2023/04/20 Galarraga Aiestaran, Ana - Elhuyar Zientzia Iturria: Elhuyar aldizkaria

They've identified a network that integrates body functions and thinking. Ed. Sara Moser/Washington University

Researchers at the University of Washington have discovered unknown networks of brain motor areas, i.e., areas dealing with movement, studied by functional magnetic resonance imaging. These networks connect areas and motor areas related to thinking and planning with some non-voluntary functions (heartbeat, blood pressure, digestion, breathing) and are the essence of the close relationship between thought and body.

This integration would explain, for example, why anxious people tend to move from one side to the other, or why physical exercise favors mental health.

The newly discovered network has been called SCAN (somotan -cognitive action network) and published in open research in the journal Nature. It is explained that the starting point of the research was the map that Penfield and his colleagues made in the early 1930s. The map determined the area of the brain that controlled the movement of each part of the body by electrostimulation. Also called Penfield's homunculus, it has become the foundation of neuroscience studies.

Map of Penfield renovated

To check the map, researchers have used functional magnetic resonance imaging (fMRI). First, detailed maps of seven volunteers have been made, both at rest and in active employment. Subsequently, they are compared to those collected in the huge public databases of fMRI: the Human Connectome Project, the Study of Adolescent Cognitive Development and the Biobank of the United Kingdom. In total, with data from about 50,000 people.
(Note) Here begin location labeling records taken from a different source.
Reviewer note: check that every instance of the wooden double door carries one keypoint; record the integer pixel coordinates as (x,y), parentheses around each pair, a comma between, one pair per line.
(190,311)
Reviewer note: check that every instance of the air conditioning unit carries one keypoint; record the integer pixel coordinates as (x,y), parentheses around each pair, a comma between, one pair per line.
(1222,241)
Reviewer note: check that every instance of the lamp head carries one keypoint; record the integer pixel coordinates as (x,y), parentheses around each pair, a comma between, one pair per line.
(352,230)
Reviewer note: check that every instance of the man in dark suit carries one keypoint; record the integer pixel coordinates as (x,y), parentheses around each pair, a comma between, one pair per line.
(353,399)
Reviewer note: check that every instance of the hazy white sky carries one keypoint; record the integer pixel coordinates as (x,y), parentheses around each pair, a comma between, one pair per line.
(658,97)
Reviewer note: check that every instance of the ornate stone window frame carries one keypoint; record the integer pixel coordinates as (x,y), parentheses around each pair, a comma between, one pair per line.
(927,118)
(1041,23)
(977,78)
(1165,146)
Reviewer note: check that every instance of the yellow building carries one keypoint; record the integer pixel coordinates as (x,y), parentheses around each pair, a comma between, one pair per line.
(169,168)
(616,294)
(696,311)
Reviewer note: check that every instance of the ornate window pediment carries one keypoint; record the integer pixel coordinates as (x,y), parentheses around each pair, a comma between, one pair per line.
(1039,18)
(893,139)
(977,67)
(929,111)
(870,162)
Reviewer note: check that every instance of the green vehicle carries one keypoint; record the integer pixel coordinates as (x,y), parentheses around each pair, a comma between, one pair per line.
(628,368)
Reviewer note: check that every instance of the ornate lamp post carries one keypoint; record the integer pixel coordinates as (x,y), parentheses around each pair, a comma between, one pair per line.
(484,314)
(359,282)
So they saw that the map of Penfield wasn't quite right. The motor areas of the feet, hands and face were correctly identified, but along these three areas there were three others. These three had nothing to do with movement, apparently, although they were in the motor area. In addition, they were areas thinner than motor areas and were closely related to each other and to areas related to other functions, in particular with abstract functions (thinking, planning, pain) and non-voluntary functions (organ control, blood pressure, heartbeat).
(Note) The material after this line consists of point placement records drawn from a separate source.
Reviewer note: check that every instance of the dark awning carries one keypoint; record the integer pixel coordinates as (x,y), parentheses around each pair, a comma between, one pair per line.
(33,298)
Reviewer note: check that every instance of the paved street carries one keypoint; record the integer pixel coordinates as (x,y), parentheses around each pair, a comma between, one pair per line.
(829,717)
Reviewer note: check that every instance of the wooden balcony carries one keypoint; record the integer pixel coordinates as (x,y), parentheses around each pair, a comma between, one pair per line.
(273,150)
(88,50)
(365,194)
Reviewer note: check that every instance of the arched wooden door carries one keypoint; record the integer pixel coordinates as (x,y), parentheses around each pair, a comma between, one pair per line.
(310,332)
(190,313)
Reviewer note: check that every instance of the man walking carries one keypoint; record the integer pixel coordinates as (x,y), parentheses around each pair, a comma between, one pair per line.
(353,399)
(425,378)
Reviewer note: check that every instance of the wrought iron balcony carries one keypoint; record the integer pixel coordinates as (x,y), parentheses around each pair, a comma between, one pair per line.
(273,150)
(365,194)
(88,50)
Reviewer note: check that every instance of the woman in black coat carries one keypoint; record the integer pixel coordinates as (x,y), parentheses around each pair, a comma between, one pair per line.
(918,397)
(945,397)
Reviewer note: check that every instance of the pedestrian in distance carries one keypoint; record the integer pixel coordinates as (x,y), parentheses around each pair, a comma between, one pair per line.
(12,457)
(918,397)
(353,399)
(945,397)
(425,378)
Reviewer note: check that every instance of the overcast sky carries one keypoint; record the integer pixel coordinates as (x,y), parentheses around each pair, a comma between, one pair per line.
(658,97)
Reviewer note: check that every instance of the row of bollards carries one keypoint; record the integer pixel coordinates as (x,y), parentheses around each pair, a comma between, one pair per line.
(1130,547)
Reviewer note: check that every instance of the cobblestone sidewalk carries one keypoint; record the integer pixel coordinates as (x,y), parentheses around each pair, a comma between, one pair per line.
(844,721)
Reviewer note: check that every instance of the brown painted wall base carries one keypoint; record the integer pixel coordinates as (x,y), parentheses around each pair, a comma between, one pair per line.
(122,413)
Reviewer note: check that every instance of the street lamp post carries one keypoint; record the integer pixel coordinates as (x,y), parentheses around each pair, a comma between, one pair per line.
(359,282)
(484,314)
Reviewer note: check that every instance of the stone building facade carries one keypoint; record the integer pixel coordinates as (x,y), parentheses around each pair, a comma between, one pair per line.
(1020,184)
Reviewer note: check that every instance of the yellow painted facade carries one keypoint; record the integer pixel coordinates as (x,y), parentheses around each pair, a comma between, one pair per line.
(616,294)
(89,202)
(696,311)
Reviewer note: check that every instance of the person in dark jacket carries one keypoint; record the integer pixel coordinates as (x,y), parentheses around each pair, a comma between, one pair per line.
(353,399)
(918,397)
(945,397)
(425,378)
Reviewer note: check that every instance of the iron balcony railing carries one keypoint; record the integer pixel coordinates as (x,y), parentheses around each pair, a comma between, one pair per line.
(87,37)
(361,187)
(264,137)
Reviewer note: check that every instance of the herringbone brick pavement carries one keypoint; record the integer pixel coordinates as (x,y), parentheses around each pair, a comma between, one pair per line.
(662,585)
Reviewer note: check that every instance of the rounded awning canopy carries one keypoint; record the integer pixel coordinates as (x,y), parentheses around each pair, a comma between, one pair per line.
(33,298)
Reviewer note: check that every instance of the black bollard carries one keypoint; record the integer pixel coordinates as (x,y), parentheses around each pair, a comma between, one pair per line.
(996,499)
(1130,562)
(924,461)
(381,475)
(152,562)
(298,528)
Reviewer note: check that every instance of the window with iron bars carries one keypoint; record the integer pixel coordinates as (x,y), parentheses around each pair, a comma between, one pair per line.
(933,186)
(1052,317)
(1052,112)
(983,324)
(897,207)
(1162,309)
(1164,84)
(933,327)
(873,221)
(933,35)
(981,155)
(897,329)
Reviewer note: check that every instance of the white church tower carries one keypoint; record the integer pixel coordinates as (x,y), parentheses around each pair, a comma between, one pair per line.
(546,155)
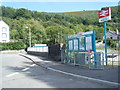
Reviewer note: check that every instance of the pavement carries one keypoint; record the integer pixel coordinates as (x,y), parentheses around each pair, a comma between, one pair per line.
(109,75)
(21,72)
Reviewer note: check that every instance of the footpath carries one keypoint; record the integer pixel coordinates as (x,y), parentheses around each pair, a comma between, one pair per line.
(109,75)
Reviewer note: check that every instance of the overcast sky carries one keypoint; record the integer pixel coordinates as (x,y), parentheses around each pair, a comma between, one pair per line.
(60,5)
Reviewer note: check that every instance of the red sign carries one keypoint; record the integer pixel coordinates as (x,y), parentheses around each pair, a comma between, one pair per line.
(104,15)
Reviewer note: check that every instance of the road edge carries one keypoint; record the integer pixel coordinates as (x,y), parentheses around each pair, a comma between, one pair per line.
(75,75)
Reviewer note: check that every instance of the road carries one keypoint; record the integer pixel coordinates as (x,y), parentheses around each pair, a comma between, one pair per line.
(20,72)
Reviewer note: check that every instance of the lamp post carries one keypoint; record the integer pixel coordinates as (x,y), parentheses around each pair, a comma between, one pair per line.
(29,36)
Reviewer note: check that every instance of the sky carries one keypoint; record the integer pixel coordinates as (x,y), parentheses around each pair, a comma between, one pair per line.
(60,5)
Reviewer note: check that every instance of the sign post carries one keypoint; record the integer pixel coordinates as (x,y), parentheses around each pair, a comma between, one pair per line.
(105,15)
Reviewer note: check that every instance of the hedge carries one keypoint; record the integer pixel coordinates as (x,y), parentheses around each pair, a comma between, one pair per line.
(12,46)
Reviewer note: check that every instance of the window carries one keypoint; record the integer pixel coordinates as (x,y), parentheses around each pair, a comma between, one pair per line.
(4,29)
(82,40)
(3,40)
(4,35)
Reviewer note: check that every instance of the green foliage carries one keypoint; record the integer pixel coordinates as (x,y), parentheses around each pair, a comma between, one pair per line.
(52,28)
(12,46)
(111,43)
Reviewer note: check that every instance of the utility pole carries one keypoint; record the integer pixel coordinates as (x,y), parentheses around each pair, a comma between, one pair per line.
(29,35)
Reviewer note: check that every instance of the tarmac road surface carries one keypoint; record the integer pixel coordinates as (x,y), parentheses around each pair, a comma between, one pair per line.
(20,72)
Based on this, the SCAN network has been identified. They've also done this in children's brains: in the newborn's brain, it's not detected, in a one-year-old child, it's like a 9-year-old. You've seen it also appear in macaques, but it's weaker than in humans.

According to researchers, the extension of SCAN areas in humans may indicate that it is important in complex human actions, such as talking, coordinating breathing, or integrating the movement of the hand, body, and eyes to use the instruments. They suggest that it is also essential to prevent lesions and maintain allostasis.

Research opens a new way to analyze and understand the relationship between body and thought.